Inside an On‑Chain Incident Room

When an exploit hits, the question isn’t “what happened?” — it’s “who is doing what right now?” Here’s how an effective incident room answers that.

Incident Room

Coordination is the first casualty of chaos. Here is how to keep it.

From Alert to Activation

In a good incident, the first alert doesn’t lead to panic — it leads to activation. Within minutes, the right people are in the room (or call), the right dashboards are on‑screen, and everyone knows the goal for the next 30 minutes.

Speed is life. In the Nomad bridge exploit, the difference between saving $5M and losing it was a matter of minutes. An effective incident response plan (IRP) removes the "fog of war" by pre-assigning roles and communication channels.

Who’s in the Room?

Roles Diagram

You need a predefined roster. Do not figure this out during the hack.

The exact org chart varies, but an effective on‑chain incident room usually includes:

  • A technical lead with commit access or upgrade authority.
  • An on‑chain analyst who can navigate live flows and history.
  • A decision‑maker from the business or protocol team.
  • Communications and legal support on standby.

The Commander: One person must be in charge. They don't touch the keyboard. Their job is to maintain the timeline, facilitate communication, and make the hard calls (e.g., "Pause the bridge").

The Information Surfaces That Matter

Your "War Room" needs three screens visible to everyone:

Trinetra Incident View
  • The Ledger: A live block explorer view of the attacker's wallet.
  • The Code: The vulnerable contract code with the exploit lines highlighted.
  • The Timeline: A shared document logging every event and decision.
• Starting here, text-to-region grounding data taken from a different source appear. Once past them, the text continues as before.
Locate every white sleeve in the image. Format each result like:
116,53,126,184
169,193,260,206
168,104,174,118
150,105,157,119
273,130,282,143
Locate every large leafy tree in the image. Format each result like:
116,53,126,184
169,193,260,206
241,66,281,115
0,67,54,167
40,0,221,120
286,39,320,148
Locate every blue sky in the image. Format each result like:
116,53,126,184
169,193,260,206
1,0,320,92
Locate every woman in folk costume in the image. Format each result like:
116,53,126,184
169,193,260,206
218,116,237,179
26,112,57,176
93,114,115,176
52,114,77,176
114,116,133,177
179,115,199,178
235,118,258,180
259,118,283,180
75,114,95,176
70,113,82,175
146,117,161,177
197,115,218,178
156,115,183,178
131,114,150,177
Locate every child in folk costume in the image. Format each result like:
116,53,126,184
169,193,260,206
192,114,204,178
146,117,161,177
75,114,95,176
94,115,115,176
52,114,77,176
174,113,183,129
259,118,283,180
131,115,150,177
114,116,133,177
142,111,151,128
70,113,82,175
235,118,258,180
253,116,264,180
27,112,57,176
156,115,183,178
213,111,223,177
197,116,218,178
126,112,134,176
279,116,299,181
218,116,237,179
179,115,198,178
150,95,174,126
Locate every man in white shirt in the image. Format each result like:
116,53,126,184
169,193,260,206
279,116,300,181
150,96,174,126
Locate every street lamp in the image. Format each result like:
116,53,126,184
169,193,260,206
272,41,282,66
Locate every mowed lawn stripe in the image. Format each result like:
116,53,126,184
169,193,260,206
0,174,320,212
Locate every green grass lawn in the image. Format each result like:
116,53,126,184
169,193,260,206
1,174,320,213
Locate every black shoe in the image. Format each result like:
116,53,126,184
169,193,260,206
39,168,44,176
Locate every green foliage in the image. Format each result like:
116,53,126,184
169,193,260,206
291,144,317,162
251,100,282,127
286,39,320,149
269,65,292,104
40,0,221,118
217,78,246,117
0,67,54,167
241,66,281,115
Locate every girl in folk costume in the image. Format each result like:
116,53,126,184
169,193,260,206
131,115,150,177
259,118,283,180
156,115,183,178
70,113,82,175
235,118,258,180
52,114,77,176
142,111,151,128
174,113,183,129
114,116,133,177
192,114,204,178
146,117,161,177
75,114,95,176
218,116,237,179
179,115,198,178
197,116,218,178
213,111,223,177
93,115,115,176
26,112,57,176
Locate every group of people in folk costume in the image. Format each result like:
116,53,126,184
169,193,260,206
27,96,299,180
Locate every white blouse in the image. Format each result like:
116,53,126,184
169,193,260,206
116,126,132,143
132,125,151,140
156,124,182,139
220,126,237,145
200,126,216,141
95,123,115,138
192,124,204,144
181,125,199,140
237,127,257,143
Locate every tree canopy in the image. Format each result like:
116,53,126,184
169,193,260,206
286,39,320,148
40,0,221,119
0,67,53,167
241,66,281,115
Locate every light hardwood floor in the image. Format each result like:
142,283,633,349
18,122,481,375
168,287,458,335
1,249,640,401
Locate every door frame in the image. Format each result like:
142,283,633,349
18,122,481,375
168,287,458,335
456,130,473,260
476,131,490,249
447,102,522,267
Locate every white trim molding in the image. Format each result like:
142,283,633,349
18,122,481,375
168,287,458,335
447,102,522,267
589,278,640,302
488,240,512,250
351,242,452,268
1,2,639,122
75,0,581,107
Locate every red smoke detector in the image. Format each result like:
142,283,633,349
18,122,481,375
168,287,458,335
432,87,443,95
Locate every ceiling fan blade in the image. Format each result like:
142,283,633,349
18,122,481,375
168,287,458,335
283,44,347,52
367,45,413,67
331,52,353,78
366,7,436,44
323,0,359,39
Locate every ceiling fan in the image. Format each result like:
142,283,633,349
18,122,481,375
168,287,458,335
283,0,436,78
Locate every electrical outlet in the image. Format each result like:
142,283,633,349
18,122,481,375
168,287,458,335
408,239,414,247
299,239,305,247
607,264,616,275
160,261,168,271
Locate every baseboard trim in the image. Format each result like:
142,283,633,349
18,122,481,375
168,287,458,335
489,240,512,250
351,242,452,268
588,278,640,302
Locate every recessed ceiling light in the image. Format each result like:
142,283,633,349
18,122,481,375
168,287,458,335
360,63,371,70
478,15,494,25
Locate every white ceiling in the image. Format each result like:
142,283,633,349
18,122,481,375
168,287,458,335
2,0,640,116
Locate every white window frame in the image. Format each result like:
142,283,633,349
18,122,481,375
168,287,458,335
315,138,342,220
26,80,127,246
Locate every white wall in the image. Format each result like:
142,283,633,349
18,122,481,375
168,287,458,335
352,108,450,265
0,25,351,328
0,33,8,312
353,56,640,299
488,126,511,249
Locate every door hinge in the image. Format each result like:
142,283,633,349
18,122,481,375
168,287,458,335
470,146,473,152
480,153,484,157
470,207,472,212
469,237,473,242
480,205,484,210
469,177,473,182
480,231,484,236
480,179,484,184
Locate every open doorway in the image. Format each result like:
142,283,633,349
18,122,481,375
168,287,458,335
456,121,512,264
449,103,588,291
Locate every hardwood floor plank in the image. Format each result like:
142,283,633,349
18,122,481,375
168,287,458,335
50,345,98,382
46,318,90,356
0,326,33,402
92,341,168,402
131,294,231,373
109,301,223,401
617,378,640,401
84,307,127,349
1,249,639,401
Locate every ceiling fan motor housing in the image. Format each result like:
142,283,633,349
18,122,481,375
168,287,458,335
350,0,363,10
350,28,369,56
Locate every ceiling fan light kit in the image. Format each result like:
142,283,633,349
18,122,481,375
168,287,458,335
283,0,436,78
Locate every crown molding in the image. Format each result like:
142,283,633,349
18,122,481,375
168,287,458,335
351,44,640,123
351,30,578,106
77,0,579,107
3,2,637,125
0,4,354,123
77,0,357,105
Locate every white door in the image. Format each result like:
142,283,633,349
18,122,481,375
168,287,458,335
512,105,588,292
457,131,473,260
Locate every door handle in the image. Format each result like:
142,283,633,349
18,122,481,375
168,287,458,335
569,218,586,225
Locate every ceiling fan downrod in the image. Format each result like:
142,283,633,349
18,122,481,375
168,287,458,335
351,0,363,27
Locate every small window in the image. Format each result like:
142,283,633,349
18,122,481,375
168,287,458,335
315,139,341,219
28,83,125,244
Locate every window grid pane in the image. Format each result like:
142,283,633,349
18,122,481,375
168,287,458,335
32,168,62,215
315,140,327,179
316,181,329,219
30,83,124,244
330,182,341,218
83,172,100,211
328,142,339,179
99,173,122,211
At Trinetra, we think in terms of “information surfaces” — the places people look when they’re under pressure. In a mature setup, those surfaces include:

  • A live incident board: what we know, what we don’t, what’s next.
  • A focused view of affected contracts, pools and wallets.
  • Key external channels: explorers, social chatter, upstream venues.

How Trinetra Supports the Room

Trinetra Incident View

When Trinetra is part of the stack, the incident room doesn’t start with a blank screen. Teams come in to a pre‑curated view that:

  1. Pins the most relevant entities (contracts, wallets, pools) to a dedicated incident workspace.
  2. Highlights related activity over the last hours and days.
  3. Surfaces overlapping exposure from your own portfolio.

Instead of manually stitching together graphs and screenshots, analysts can focus on what the attackers are doing and what options are on the table.

After the Room

Once the immediate incident is contained, a different kind of work begins: the post‑mortem. The strongest teams treat this as an opportunity to upgrade not only code and controls, but also how the next incident room will run.

Incident rooms are stressful. They’re also where your security, engineering and business culture become visible. With the right preparation and tooling, they can be a place of clarity instead of chaos.